TBMM’nin kuruluşu, sadece bir siyasi yapı oluşturmanın ötesinde, Türk milletinin bağımsızlık ve egemenlik mücadelesinin de simgesiydi. TBMM, Ulusal Mücadele döneminde, Türk halkının kendi iradesini temsil etme ihtiyacından doğmuş bir meclistir. Kuruluşu, Kurtuluş Savaşı'nın kazanılması ve Türkiye Cumhuriyeti’nin kurulmasının önünü açan önemli bir adım olmuştur. Bu bağlamda TBMM, sadece bir yasama organı değil, aynı zamanda Türkiye'nin geleceği adına yapılan bir birliktelik olarak da değerlendirilmektedir. Tarih boyunca farklı siyasi ve sosyal olaylara tanıklık eden TBMM, bu 105 yıllık süreçte pek çok önemli kanun ve reformun alınmasına öncülük etti.
TBMM, Türkiye Cumhuriyeti'nin kuruluş felsefesini derinlemesine anlamak adına da kritik bir öneme sahiptir. Atatürk'ün "Egemenlik kayıtsız şartsız milletindir" sözü, TBMM'nin varoluş amacını açık bir şekilde ortaya koymaktadır. 105 yıllık tarih boyunca, meclis aracılığıyla halkın iradesi sürekli olarak yansıtılmış ve birçok zorluk karşısında demokrasiye olan inanç korunmuştur.

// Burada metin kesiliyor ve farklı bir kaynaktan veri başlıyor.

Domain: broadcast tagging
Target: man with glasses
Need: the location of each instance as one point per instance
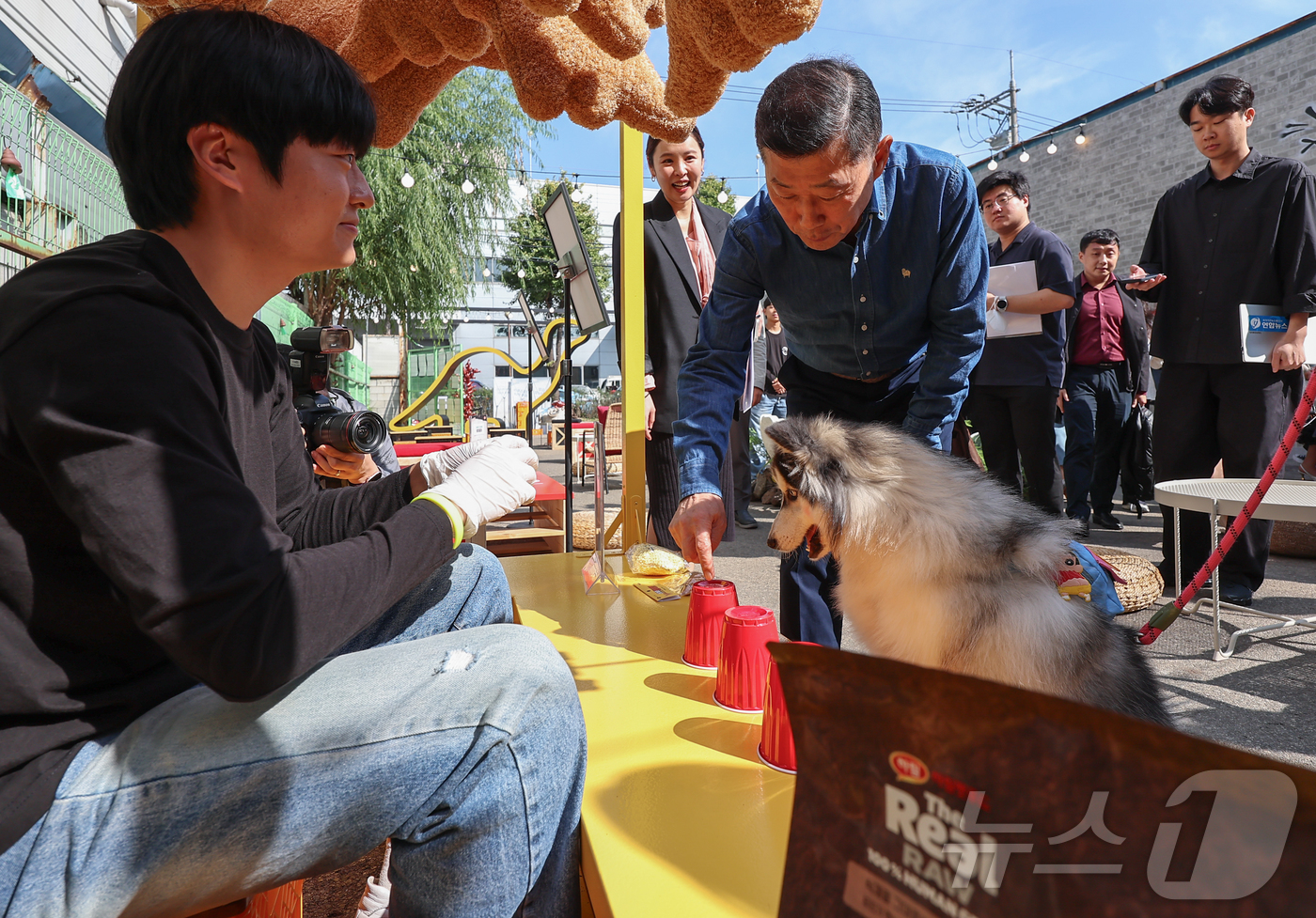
(1013, 390)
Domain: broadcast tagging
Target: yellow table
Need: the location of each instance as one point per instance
(680, 816)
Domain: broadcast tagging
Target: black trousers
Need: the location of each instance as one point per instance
(741, 464)
(1016, 425)
(1094, 431)
(1219, 412)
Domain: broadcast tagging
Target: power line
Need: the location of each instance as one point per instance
(980, 48)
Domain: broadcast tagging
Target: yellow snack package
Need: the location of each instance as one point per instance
(653, 559)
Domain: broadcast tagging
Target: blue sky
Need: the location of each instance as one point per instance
(1069, 58)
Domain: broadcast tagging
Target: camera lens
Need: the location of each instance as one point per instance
(351, 431)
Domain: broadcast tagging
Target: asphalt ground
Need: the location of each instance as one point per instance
(1262, 698)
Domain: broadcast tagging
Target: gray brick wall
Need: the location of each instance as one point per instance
(1134, 154)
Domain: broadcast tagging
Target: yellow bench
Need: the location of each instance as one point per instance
(680, 816)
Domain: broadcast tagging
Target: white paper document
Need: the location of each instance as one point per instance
(1260, 329)
(1012, 280)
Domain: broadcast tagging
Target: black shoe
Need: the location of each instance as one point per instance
(1236, 595)
(1107, 521)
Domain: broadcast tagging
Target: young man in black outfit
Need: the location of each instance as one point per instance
(1013, 390)
(1243, 230)
(1107, 371)
(214, 677)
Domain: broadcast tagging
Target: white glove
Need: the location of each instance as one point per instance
(493, 483)
(436, 466)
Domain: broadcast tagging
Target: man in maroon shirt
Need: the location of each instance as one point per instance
(1107, 364)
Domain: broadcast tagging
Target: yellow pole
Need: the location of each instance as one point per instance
(632, 345)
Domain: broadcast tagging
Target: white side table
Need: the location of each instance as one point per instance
(1292, 501)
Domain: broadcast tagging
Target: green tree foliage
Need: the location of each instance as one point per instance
(420, 246)
(530, 250)
(708, 188)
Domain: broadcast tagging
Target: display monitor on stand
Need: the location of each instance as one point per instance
(579, 293)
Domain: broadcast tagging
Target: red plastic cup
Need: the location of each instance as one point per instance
(708, 604)
(776, 743)
(743, 664)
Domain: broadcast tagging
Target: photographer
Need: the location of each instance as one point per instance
(216, 677)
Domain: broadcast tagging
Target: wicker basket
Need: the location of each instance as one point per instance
(1144, 583)
(582, 530)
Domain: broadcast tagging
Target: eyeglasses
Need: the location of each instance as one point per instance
(999, 201)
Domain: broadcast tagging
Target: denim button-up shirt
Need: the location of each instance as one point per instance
(915, 283)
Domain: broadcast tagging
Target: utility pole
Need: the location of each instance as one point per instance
(1002, 108)
(1013, 102)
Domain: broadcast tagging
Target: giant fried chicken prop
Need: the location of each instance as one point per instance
(581, 56)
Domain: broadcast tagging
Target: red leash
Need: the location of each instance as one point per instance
(1167, 615)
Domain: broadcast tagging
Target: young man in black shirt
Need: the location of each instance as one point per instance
(214, 677)
(1012, 392)
(1243, 230)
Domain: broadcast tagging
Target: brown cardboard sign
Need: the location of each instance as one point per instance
(924, 793)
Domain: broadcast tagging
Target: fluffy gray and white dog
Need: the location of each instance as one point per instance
(945, 568)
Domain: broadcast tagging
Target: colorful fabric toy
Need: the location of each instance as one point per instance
(1088, 576)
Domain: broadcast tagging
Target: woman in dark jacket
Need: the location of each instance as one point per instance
(682, 240)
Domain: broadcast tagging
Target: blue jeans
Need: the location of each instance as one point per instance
(769, 404)
(1094, 431)
(443, 726)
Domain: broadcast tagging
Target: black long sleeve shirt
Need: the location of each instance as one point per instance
(158, 521)
(1249, 237)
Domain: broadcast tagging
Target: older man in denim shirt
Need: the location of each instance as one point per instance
(877, 260)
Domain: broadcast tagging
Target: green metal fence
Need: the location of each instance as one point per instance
(423, 366)
(68, 193)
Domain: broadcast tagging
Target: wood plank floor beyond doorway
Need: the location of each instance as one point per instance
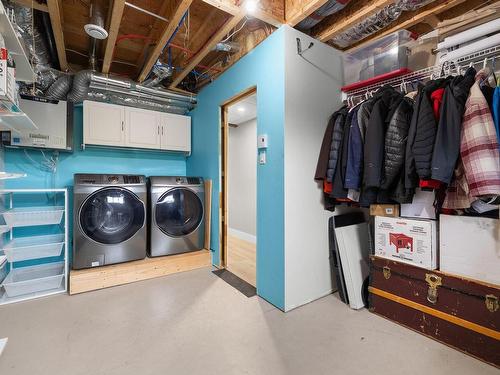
(241, 259)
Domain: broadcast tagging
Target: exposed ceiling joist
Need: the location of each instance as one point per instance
(298, 10)
(409, 19)
(264, 12)
(55, 12)
(114, 27)
(32, 4)
(355, 12)
(166, 35)
(216, 38)
(166, 7)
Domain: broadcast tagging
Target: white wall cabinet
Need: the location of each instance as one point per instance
(175, 132)
(115, 125)
(142, 128)
(103, 124)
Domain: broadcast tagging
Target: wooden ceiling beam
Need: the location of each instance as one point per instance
(166, 10)
(114, 27)
(409, 19)
(55, 12)
(269, 11)
(209, 45)
(298, 10)
(34, 4)
(166, 35)
(355, 12)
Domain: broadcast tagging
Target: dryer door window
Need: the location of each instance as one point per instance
(112, 215)
(178, 212)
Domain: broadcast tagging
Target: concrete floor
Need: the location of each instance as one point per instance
(194, 323)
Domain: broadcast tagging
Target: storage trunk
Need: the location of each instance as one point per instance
(456, 311)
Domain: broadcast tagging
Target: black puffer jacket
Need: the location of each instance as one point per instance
(375, 136)
(395, 142)
(338, 190)
(426, 128)
(447, 146)
(337, 135)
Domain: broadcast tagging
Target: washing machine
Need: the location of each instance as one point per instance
(109, 219)
(176, 221)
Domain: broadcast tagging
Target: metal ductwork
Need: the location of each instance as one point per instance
(331, 7)
(378, 21)
(232, 47)
(37, 49)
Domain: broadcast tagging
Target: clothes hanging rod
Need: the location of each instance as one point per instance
(488, 54)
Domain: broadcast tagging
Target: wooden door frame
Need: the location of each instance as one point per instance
(223, 152)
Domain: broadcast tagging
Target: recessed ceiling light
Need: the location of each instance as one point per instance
(251, 6)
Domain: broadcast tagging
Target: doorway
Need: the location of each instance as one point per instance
(239, 186)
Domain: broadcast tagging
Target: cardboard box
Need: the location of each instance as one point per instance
(470, 247)
(389, 210)
(422, 206)
(407, 240)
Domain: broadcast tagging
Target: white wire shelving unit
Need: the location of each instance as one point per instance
(46, 277)
(480, 57)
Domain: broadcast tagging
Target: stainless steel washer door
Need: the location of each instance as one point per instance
(178, 212)
(112, 215)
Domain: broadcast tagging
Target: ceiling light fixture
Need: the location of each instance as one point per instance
(251, 6)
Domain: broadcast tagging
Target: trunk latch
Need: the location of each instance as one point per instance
(491, 303)
(434, 281)
(387, 272)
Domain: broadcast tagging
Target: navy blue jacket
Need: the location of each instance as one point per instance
(354, 154)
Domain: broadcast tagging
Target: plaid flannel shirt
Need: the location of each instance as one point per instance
(478, 170)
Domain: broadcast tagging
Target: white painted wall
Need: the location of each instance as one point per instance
(242, 180)
(312, 94)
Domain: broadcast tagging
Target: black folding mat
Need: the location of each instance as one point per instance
(237, 283)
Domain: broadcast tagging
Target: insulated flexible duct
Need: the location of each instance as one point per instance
(80, 87)
(378, 21)
(59, 89)
(36, 45)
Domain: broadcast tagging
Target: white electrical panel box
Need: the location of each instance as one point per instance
(54, 120)
(262, 141)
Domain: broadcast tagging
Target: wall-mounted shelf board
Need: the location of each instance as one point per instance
(10, 176)
(24, 71)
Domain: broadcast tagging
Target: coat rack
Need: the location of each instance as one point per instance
(482, 57)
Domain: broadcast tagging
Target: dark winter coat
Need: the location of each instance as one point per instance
(395, 143)
(337, 134)
(355, 154)
(338, 190)
(324, 153)
(381, 114)
(447, 145)
(425, 131)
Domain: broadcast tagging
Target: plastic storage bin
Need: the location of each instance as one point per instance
(26, 248)
(33, 279)
(379, 57)
(30, 216)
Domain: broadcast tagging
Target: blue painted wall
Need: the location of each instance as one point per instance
(90, 160)
(264, 68)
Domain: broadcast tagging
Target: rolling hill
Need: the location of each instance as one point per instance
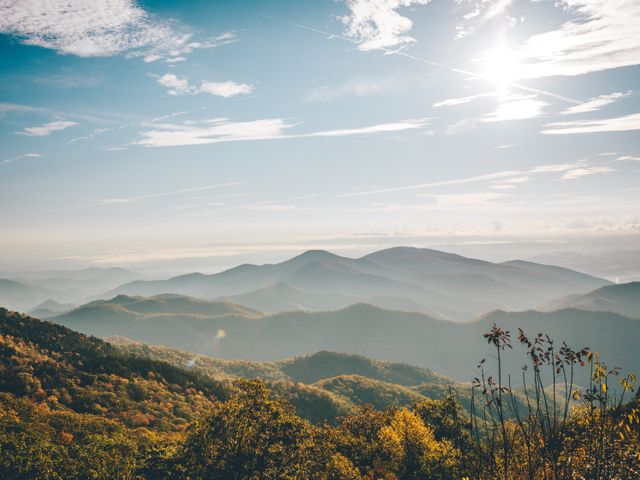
(135, 383)
(623, 299)
(451, 286)
(23, 296)
(450, 348)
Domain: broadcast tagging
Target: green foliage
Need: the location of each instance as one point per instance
(75, 407)
(248, 436)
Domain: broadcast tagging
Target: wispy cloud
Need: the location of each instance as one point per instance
(603, 34)
(462, 100)
(220, 130)
(177, 85)
(48, 128)
(482, 12)
(596, 103)
(17, 107)
(93, 134)
(362, 87)
(501, 176)
(376, 24)
(98, 28)
(516, 107)
(616, 124)
(121, 200)
(464, 199)
(225, 89)
(585, 171)
(19, 157)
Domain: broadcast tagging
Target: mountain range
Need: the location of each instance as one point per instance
(163, 388)
(436, 283)
(230, 331)
(26, 290)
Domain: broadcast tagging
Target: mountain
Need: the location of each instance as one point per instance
(163, 389)
(76, 285)
(282, 297)
(22, 296)
(429, 281)
(68, 371)
(321, 382)
(617, 265)
(50, 308)
(623, 299)
(175, 320)
(412, 338)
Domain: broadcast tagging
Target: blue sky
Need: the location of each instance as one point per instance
(184, 135)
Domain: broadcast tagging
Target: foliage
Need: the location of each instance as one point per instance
(75, 407)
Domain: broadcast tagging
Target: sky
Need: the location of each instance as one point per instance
(193, 135)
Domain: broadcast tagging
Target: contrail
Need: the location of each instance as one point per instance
(390, 51)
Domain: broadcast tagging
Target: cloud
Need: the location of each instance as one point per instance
(17, 107)
(48, 128)
(225, 89)
(462, 100)
(461, 126)
(112, 201)
(220, 130)
(375, 24)
(585, 171)
(357, 88)
(96, 28)
(93, 134)
(501, 176)
(19, 157)
(462, 199)
(176, 85)
(595, 103)
(213, 131)
(618, 124)
(482, 12)
(516, 107)
(603, 34)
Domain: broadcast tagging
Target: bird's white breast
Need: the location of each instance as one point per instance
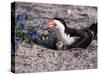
(65, 38)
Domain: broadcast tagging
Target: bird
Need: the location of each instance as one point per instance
(71, 37)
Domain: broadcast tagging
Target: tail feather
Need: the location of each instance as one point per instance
(93, 28)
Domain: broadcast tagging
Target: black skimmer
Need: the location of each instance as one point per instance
(70, 37)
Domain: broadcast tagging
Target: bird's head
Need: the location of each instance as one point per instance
(57, 23)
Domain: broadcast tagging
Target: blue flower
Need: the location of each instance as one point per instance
(18, 39)
(33, 34)
(21, 17)
(20, 25)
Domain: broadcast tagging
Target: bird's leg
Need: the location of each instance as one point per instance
(59, 45)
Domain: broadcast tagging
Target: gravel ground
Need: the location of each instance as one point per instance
(40, 59)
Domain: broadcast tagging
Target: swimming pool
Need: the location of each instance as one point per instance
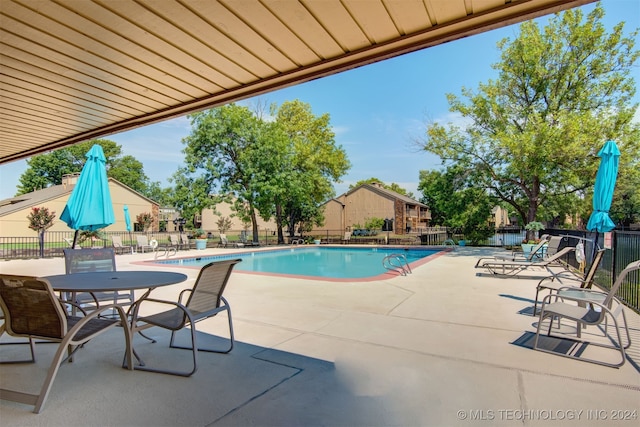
(319, 263)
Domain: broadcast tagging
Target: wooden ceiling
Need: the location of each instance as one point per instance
(73, 70)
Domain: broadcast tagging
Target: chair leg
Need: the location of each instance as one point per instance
(194, 349)
(231, 336)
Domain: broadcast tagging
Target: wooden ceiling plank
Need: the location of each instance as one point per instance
(223, 20)
(333, 16)
(408, 15)
(205, 42)
(142, 30)
(41, 111)
(40, 84)
(262, 21)
(48, 120)
(24, 127)
(99, 54)
(478, 6)
(134, 64)
(304, 25)
(447, 11)
(33, 100)
(374, 20)
(38, 55)
(11, 65)
(58, 97)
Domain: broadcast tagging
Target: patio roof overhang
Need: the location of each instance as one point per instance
(77, 70)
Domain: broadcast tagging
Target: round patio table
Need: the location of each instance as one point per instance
(105, 281)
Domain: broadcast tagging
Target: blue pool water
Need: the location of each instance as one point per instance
(337, 263)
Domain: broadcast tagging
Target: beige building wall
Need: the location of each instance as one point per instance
(363, 204)
(16, 224)
(501, 217)
(333, 216)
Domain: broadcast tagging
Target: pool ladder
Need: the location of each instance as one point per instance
(397, 263)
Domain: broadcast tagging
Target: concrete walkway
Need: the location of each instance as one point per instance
(440, 347)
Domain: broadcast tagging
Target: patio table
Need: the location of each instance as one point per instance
(110, 281)
(107, 281)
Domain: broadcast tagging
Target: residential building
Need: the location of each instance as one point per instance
(14, 211)
(367, 201)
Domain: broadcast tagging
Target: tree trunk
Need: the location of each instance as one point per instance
(533, 207)
(41, 242)
(279, 224)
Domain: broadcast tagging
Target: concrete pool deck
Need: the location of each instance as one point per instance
(442, 346)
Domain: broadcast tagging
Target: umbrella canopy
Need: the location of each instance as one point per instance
(127, 218)
(89, 206)
(603, 190)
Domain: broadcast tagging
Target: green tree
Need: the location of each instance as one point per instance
(314, 161)
(455, 202)
(145, 220)
(625, 208)
(40, 219)
(219, 162)
(45, 170)
(393, 186)
(561, 92)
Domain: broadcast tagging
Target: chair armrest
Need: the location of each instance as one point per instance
(63, 302)
(578, 299)
(182, 294)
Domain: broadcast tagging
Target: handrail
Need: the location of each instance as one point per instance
(168, 251)
(397, 263)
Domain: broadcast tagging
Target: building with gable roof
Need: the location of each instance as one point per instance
(367, 201)
(14, 211)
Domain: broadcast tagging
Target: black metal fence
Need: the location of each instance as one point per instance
(624, 248)
(624, 245)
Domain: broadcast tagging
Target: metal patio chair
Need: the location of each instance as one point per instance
(587, 307)
(78, 261)
(32, 310)
(204, 300)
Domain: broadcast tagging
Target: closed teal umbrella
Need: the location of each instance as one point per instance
(127, 220)
(89, 206)
(599, 220)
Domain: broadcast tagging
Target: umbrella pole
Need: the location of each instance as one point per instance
(75, 239)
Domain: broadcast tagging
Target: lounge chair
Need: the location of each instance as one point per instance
(247, 242)
(78, 261)
(143, 243)
(184, 242)
(204, 300)
(347, 237)
(169, 248)
(33, 311)
(587, 307)
(548, 246)
(119, 247)
(558, 281)
(513, 268)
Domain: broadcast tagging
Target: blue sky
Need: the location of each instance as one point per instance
(377, 111)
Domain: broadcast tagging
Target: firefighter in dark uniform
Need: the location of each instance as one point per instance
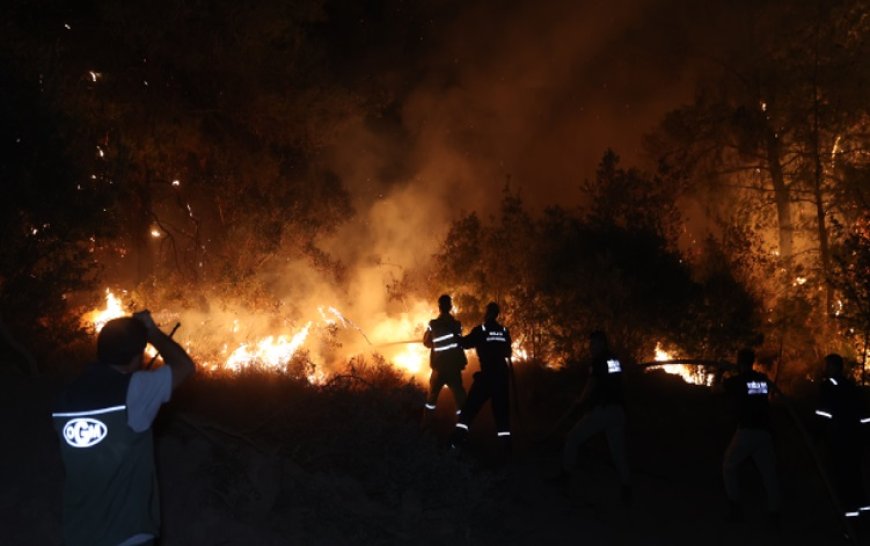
(604, 406)
(749, 392)
(492, 341)
(841, 417)
(447, 359)
(103, 421)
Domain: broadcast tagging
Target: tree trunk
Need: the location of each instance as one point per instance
(782, 198)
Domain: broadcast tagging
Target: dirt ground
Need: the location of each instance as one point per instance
(345, 467)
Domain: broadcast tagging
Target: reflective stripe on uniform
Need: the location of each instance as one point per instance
(89, 412)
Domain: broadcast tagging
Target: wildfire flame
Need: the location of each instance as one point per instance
(98, 318)
(690, 374)
(270, 352)
(237, 352)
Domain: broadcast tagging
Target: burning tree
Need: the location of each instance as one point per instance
(613, 265)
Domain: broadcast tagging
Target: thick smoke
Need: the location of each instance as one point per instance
(528, 94)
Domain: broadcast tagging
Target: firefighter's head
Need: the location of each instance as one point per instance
(121, 343)
(833, 365)
(598, 343)
(492, 312)
(745, 359)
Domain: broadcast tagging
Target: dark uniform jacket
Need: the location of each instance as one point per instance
(492, 341)
(840, 406)
(110, 491)
(444, 337)
(750, 392)
(607, 371)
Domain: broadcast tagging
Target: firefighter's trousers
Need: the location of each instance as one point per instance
(611, 420)
(489, 385)
(845, 461)
(758, 444)
(452, 378)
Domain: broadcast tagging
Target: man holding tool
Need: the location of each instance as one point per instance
(493, 344)
(103, 420)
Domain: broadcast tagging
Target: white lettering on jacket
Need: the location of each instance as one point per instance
(84, 432)
(756, 387)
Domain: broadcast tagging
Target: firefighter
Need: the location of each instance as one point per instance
(447, 359)
(103, 420)
(749, 392)
(603, 405)
(492, 341)
(841, 418)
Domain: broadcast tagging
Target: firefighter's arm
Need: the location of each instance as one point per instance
(173, 354)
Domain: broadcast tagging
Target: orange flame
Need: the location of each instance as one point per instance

Tarih boyunca TBMM, çeşitli dönemlerde değişim göstermiştir. 1920'den günümüze kadar birçok siyasi parti ve milletvekili, mecliste temsil edilmiştir. Bu sayede, farklı görüşlerin yan yana gelmesiyle birlikte zengin bir tartışma ortamı sağlanmış, toplumun farklı kesimlerinin talepleri ve ihtiyaçları meclis gündemine taşınmıştır. Özellikle 1980'ler sonrası dönemde, TBMM’nin demokratik niteliklerinin güçlendirilmesi ve bilgiye erişim süreçlerinin hız kazanması, halkın TBMM’ye olan güvenini pekiştirmiştir.
Bu yıl, TBMM'nin 105. yılı olması sebebiyle yapılan etkinliklerde, demokrasi ve güçler ayrılığı ilkesi ön planda tutulmuş, milletvekillerinin halkla olan bağlarının güçlendirilmesi gerektiği vurgulanmıştır. 105 yıllık geçmiş, yalnızca bir geçmiş değil, geleceğe yönelik bir hitap noktasını da beraberinde getiriyor. TBMM’nin geleceği, dünyada yaşanan gelişmeler ışığında yenilikçi ve katılımcı bir anlayışla şekillenecektir.
Bugün TBMM, sadece yasama görevini yerine getirmekle kalmamakta; aynı zamanda halkın sesi, toplumsal birliğin ve kardeşliğin sembolü olmaktadır. Demokrasiye olan inancın güçlendiği, halk iradesinin daha fazla ön plana çıkarıldığı bir dönemin yaşanması için çalışmalar devam etmektedir. Ülkemizin geleceğini şekillendiren bu çatı, her birey için güvenilir bir demokrasi kapısı olma niteliğini sürdürmelidir.
Sonuç olarak, TBMM’nin 105. yaş dönümü, sadece bir yıl dönümü değil; aynı zamanda halkın iradesinin en güçlü şekilde temsil edildiği, demokratik değerlerin ön planda tutulduğu bir gelecek için alınacak önemli kararların habercisi niteliğindedir. Her ne kadar geçmişte zorluklarla karşılaşmış olsa da, TBMM’nin bu zorlukları aşma iradesi ve halkına olan bağlılığı, Türkiye Cumhuriyeti için önemli bir güç kaynağı olmaya devam edecektir. 105 yaşında, TBMM demokrasiye olan bağlılığını tazelemiş ve ona olan inancı bir kez daha pekiştirmiştir. Bu vesileyle, TBMM’nin tüm milletvekillerine ve çalışanlarına, Türkiye’nin demokratik geleceği için verdikleri emekler için teşekkür ederiz.